Let us indulge in the possibility of a reach for “The American Freak Show” within the realm of Alfred Hitchcock’s film “Psycho.” Though, it must be stated, this piece may spoil the ending of “Psycho,” so if you wish to have full enjoyment from the movie, and you have yet to see it, I suggest doing so before reading. Beyond the very premise of a Hitchcockian film, where the audience spent money to see a story displayed on the silver screen, a story likely to be frightening, we also have a freak show displayed within this film.

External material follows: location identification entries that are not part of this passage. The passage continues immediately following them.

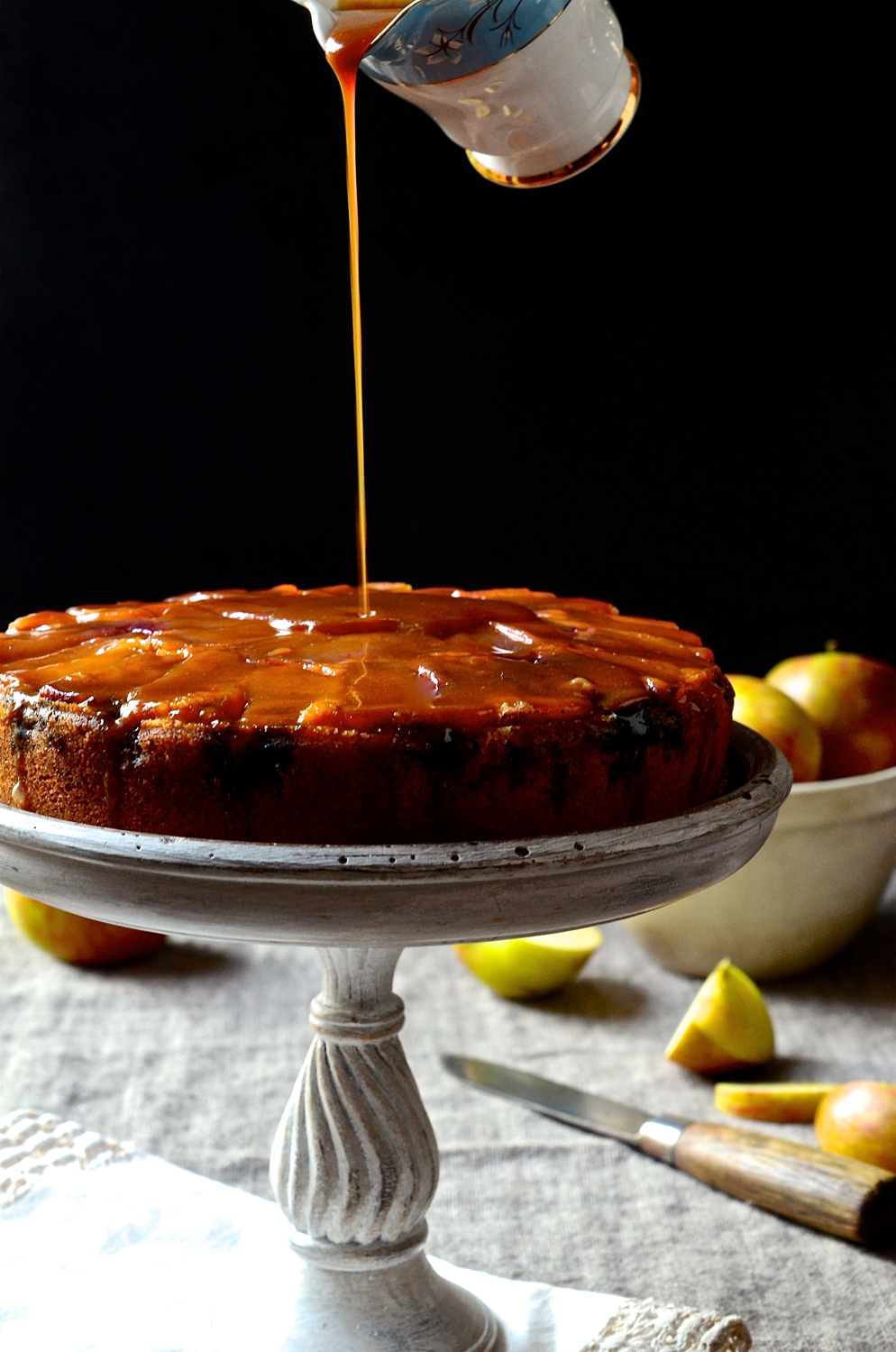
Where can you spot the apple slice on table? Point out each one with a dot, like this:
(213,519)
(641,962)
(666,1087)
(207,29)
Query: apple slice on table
(76,938)
(776,1102)
(525,968)
(726,1025)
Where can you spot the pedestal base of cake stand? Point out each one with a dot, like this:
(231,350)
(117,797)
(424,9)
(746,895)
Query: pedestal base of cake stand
(354,1162)
(354,1167)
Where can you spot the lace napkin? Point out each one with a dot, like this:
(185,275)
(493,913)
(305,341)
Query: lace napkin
(143,1256)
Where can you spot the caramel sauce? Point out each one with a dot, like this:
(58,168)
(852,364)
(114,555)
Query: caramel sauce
(354,32)
(307,659)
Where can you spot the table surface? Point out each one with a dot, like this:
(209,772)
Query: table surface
(192,1055)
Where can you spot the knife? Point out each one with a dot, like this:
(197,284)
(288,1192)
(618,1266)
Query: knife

But first, what is a freak show? A freak show, as defined by Rosemarie Thomson in Extraordinary Bodies: Figuring Physical Disability in American Culture and Literature, “Scrupulously described, interpreted, and displayed, the bodies of the severely congenitally disabled have always functioned as icons upon which people discharge their anxieties, convictions, and fantasies” (56). This is not completely meant for a definition of a freak show, but rather, a freak and it’s continuous “function” in society. The “freak” is made to become the space of the objet a, where anyone can compare themselves with in either a positive or negative way to feel better about their own life. The positive aspect is simply believing that if this “being” is possible, defying nature’s rules, the spectator can defy the rules of their world. A negative aspect, the “freak” illustrates how bad life can be, thus making life look so much better. It is as Thomson states, “Freaks were celebrities as well as spectacles, their popularity suggesting that audiences simultaneously identified with and were repulsed by the performers” (66).
In “Psycho,” Norman Bates becomes the “freak,” the individual we find ourselves identifying with, but repulsed by at the same time. Slowly, his split mind reveals itself with the way he acts in accordance to the way people treat him. Though, another level is interestingly the fact his mother, who is depicted as mentally disabled at the introduction of her character in conversation between Marion and Norman, is under the sensitive protection of her son Norman. Norman cannot accept leaving her, though she is abusive, because that would be treating her as inhuman, because insanity is still human. But as he and Thomson have said, “We all go a little crazy sometimes.” Though Thomson spoke of it in a more general sense of saying, we all, if we live long enough, will be disabled in some way (14).
The most interesting moment of displaying the “freak,” in the sense of a show, is when Norman brings Marion back into the parlor of the hotel’s office. Inside this “man cave,” we as the viewer alongside Marion, discover an array of stuffed birds. Possibly a reference to Hitchcock’s “The Birds,” it is also a display of death, of mortality, of the freakishness in this final step of life. And even beyond simply displaying dead things as alive through taxidermy, it reveals a bit more about the “Psycho.” Norman is different, odd. So he chooses an odd way to display himself, with a silent and still show of small creatures. As each character enters this space, they see these birds and are repulsed, enticed, and frightened. Little do they know, Norman’s mother is just the same. Little do they know that Norman is his mother. Alfred Hitchcock is the host of his own freak show, his own “man cave” filled with taxidermy.